Film Review: Beasts of the Southern Wild


Writers Bloc is pleased to present film reviews by film critic Jean Oppenheimer.

A mesmerizing film that will stay with you long after you have left the theatre, Beasts of the Southern Wild is an intimate story set in a world on the edge of disaster. Rooted in the physical world, but with the aura of a myth, the film possesses a heart-stopping emotional power and a visual beauty that will take your breath away. Not since Terrence Malick’s Days of Heaven have image and music been so inextricably bound or so woven into the emotional fabric of a film. The same can be said of the story and the performances.

Six-year old Hushpuppy (Quvenzhané Wallis, giving one of the great child performances) lives with her father Wink (Dwight Henry, equally brilliant) in an isolated, Louisiana bayou community that locals call the Bathtub. The people who live here in self-imposed squalor are a raucous bunch, fond of liquor but also fiercely protective of one another and their way of life. Hushpuppy’s mother disappeared years ago and, despite the deep love that exists between father and child, Wink can be harsh, even brutal, with his daughter, determined that she learn to fend for herself, should anything happen to him.
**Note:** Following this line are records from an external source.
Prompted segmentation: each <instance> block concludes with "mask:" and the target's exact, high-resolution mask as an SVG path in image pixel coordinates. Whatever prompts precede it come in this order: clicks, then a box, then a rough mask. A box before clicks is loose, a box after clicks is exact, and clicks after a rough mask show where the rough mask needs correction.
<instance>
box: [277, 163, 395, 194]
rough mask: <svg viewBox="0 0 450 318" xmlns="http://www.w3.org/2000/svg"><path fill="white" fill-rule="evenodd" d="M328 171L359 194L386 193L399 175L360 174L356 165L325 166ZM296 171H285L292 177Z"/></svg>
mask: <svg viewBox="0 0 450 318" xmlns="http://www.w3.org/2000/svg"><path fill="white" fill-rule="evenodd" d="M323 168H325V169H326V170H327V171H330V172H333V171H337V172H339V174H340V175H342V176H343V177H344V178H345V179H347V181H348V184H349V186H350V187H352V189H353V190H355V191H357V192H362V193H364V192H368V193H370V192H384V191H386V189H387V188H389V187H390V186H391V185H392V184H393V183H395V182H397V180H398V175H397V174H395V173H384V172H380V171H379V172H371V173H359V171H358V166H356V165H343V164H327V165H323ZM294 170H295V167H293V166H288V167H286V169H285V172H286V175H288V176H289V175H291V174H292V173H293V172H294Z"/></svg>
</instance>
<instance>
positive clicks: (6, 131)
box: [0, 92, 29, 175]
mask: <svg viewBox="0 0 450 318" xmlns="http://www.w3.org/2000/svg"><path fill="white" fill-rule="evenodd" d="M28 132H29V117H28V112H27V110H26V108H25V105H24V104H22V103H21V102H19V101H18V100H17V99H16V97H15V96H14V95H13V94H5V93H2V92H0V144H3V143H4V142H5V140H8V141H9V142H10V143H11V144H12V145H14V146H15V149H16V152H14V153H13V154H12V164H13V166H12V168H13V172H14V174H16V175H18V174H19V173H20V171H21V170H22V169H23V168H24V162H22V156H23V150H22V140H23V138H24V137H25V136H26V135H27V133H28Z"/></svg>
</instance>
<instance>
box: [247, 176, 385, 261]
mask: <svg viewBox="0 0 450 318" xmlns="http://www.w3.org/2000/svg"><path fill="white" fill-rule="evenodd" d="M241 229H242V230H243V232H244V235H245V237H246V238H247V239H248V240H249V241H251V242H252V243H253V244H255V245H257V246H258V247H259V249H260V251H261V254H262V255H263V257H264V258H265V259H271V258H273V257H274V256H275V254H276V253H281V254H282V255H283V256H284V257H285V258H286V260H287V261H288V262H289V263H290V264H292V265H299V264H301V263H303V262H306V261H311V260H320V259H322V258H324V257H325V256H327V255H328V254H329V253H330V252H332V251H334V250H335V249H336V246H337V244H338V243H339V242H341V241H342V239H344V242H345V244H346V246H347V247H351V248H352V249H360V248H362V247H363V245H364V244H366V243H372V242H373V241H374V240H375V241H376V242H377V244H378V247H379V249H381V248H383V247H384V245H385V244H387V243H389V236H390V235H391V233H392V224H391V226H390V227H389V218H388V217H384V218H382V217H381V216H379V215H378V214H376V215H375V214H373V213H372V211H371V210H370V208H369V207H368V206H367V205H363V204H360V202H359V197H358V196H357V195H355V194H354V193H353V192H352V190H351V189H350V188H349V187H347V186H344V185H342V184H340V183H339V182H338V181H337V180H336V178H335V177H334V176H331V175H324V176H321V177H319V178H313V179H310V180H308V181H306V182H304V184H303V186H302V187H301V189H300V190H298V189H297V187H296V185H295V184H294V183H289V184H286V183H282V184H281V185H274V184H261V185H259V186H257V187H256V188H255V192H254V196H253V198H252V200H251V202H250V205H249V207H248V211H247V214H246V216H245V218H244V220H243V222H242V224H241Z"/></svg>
And rumors of an impending storm suggest an uncertain future.

The world we see through Hushpuppy’s eyes is a place of beauty and endless celebration, but also ferocious storms and mysterious, prehistoric creatures that emerge from melting polar icecaps to roam the land. As in any myth or fable, what the beasts represent is open to interpretation, as are many things in this exquisitely crafted film.

The father-daughter relationship is the story’s emotional center and Zeitlin struck gold here, first recognizing — and then guiding — two, innately gifted novices who are so extraordinary they don’t seem to be acting at all.  Winner of both the Grand Jury Prize and the Cinematography Award at this year’s Sundance Film Festival, as well as a prize at the Cannes Film Festival, Beasts of the Southern Wild also marks the feature debut of director Benh Zeitlin and cinematographer Ben Richardson. Together, these four have created a small miracle of a film, and if this is all they ever produce, it will be enough to last many lifetimes.